Let us add the below given built-in function `rm()` to delete a variable, where the parentheses enclose the name of a variable to be removed from the program.

``````
rm(site)
print(site)
```
```

When these lines of codes are added the variable named `site` gets removed from the program. You can see the corresponding output below after the execution of the program.

```
 "Welcome to Learn eTutorials"
 "Learn eTutorials"
 "R programming  "
 "Variables in R"
Warning message:
Execution halted
```

## How to concatenate variables in R?

R programming language supports a built-in function known as a `paste()` to concatenate one or more variables in a program. Two variables A & B are declared with values "Learn R in" & "Learn eTutorials" respectively. In this program, values are assigned to variables A & B using a leftward operator.

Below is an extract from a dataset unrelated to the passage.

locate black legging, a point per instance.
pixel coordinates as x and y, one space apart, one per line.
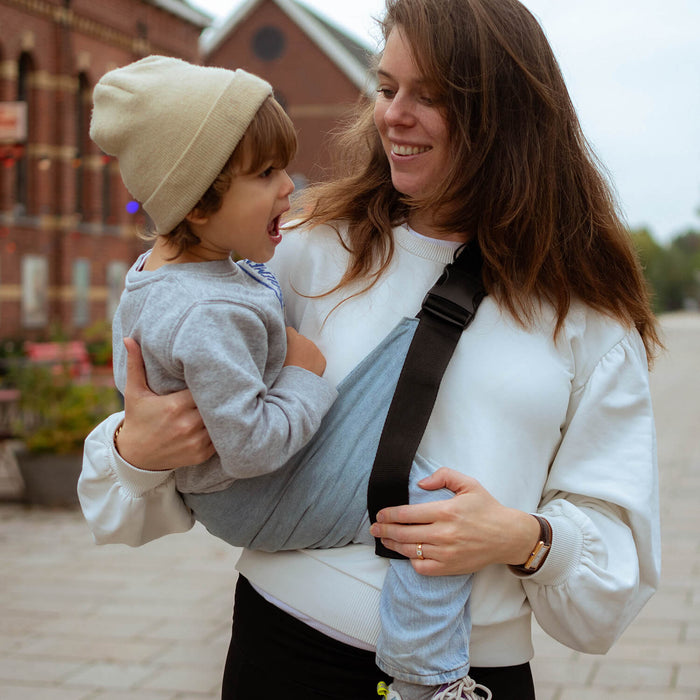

### program to concatenate variables in R

``````
A <- "Learn R in"
B <- "Learn eTutorials"

paste(A, B)
```
```

When the program gets executed the built-in method paste() concatenate the two variables A & B to produce the output as shown below

```
 "Learn R in Learn eTutorials"
```

## How to assign same value to multiple variables?

R supports single line assignment for multiple variables with same values. The three variables named first_variable , second_variable ,third_variable is assigned with same value using leftward operator with value "helloo it is easy right!!!!"

### program to assign multiple variables value

``````
# "Multiple value in single line"
first_variable <- second_variable <- third_varaible <- "helloo it is easy right!!!!"

# Print  values of variables
cat ("The first variable is ",first_variable,"\n")
cat ("The first variable is ",second_variable,"\n")
cat ("The first variable is ",third_varaible,"\n")
```
```

Output:

```
The first variable is helloo it is easy right!!!!
The first variable is helloo it is easy right!!!!
The first variable is helloo it is easy right!!!!
```

## What are the types of variables in R?

R supports two types of variables:

1. Numerical: Numerical or quantitative variables stores values to perform arithmetic operations like add, sub, div, mul or take averages, and so on. Numerical variables are further classified as continuous and discrete.
• Continuous variables can be measured types like height which takes infinite values within a given range.
• Discrete numeric variables are specific sets of values that can be counted.
2. Categorical: Categorical or qualitative variables take a  limited number of distinct categories.